# Airplane Prices Analysis
Purpose is to analyze the relationship between Tweet complaints and the airline prices.<br>
By: Jonathan Lo<br>
Date: 6/6/23

## Overhead
General setup information including connecting to Mongo Instance.

In [1]:
# Imports
from pymongo import MongoClient
from pprint import pprint
from json import load
import pandas as pd

In [2]:
# Obtain secrets information
secrets_data = load(open("secrets.json", "r"))
mongo_user = secrets_data['MongoUser']
mongo_pass = secrets_data['MongoPass']

# Connect to Atlas
connection_string = f"mongodb+srv://{mongo_user}:{mongo_pass}@dsc104-final-project.6oeuizv.mongodb.net/"
client = MongoClient(connection_string)

# Obtain db clients
db_tweets = client.tweets
db_airports = client.airports
tweets = db_tweets.tweets
airports = db_airports.prices

## Create Master Dataset
Using data from [Bureau of Transportation Statistics](https://www.transtats.bts.gov/AverageFare/) to create master dataframe.
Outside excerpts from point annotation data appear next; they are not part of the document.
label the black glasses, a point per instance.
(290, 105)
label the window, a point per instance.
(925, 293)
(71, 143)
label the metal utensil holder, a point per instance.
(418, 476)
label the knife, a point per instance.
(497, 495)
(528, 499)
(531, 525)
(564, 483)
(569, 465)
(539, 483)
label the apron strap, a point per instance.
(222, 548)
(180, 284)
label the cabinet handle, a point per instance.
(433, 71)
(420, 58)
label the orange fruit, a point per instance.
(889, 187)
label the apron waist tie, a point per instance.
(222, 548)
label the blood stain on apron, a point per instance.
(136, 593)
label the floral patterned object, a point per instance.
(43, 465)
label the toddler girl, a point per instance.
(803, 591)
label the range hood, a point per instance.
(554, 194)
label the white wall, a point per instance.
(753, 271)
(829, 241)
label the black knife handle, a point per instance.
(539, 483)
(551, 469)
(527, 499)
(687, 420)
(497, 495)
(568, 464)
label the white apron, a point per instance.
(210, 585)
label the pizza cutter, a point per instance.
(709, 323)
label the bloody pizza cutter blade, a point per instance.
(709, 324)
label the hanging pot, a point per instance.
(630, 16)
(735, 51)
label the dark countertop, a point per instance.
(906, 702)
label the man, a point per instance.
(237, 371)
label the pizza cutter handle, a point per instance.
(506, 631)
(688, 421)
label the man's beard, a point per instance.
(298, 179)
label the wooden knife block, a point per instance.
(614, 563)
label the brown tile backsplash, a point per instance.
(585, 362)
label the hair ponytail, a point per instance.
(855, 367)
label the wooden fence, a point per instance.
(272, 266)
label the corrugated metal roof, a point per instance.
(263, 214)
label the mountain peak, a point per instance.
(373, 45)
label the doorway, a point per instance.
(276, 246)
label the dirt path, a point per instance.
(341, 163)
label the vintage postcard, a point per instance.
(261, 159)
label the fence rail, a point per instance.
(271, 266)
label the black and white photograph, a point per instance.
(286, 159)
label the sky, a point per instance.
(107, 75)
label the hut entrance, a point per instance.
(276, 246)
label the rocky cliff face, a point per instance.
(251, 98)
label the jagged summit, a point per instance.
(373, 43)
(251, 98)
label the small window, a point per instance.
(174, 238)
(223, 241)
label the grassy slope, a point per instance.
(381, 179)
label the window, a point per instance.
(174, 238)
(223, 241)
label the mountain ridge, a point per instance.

Note: `Airport Name` is of the origin airport.

In [3]:
# load Dataframes
dataframes = {}
for year in range(2008, 2023):
    dataframe = pd.read_csv(f"../datasets/AverageFare_Annual_{year}.csv", skiprows=1)
    dataframes[str(year)] = dataframe

In [4]:
# Move to master
columns_to_keep = [
    ' Airport Code ',
    ' Airport Name ',
    ' City Name ',
    ' State Name ',
    ' Average Fare ($) ',
    ' Inflation Adjusted Average Fare ($) (Base Year: 2022) '
]
to_be_conc = []
for year, df in dataframes.items():
    new_df = df[:-3][columns_to_keep]
    new_df.columns = new_df.columns.str.strip()
    new_df['Year'] = year
    to_be_conc.append(new_df)
concatenated_df = pd.concat(to_be_conc)

In [5]:
# Preview
concatenated_df

Unnamed: 0,Airport Code,Airport Name,City Name,State Name,Average Fare ($),Inflation Adjusted Average Fare ($) (Base Year: 2022),Year
0,LAX,Los Angeles International,Los Angeles,CA,389.39,529.28,2008
1,ORD,Chicago O'Hare International,Chicago-O'Hare,IL,361.46,491.33,2008
2,DEN,Denver International,Denver,CO,325.86,442.94,2008
3,ATL,Hartsfield-Jackson Atlanta International,Atlanta,GA,351.23,477.42,2008
4,EWR,Newark Liberty International,Newark,NJ,428.99,583.11,2008
...,...,...,...,...,...,...,...
440,HNM,Hana Airport,Hana,HI,530.00,530.00,2022
441,JBR,Jonesboro Municipal,Jonesboro,AR,468.00,468.00,2022
442,ANI,Aniak Airport,Aniak,AK,1733.00,1733.00,2022
443,HNH,Hoonah Airport,Hoonah,AK,354.00,354.00,2022


In [6]:
# Saving
concatenated_df.to_csv("../datasets/master_price.csv")

## Analysis
Perform analysis to see trends among tweet complaints and cost of ticket at origin airport.

In [7]:
# Query for airports and their prices based on state and year
query = {
    "State Name": "MA",
    "Year": 2018
}
projection = {
    "_id": 0,
    "Airport Code": 1,
    "City Name": 1,
    "Average Fare ($)": 1
}
results = list(airports.find(query, projection))

In [8]:
pprint(results)

[{'Airport Code': 'BOS', 'Average Fare ($)': 328.21, 'City Name': 'Boston'},
 {'Airport Code': 'ORH', 'Average Fare ($)': 284.32, 'City Name': 'Worcester'},
 {'Airport Code': 'ACK', 'Average Fare ($)': 316.93, 'City Name': 'Nantucket'},
 {'Airport Code': 'MVY',
  'Average Fare ($)': 324.82,
  'City Name': "Martha's Vineyard"},
 {'Airport Code': 'HYA', 'Average Fare ($)': 258.12, 'City Name': 'Hyannis'},
 {'Airport Code': 'PVC',
  'Average Fare ($)': 446.07,
  'City Name': 'Provincetown'},
 {'Airport Code': 'EWB',
  'Average Fare ($)': 522.5,
  'City Name': 'New Bedford/Fall River'}]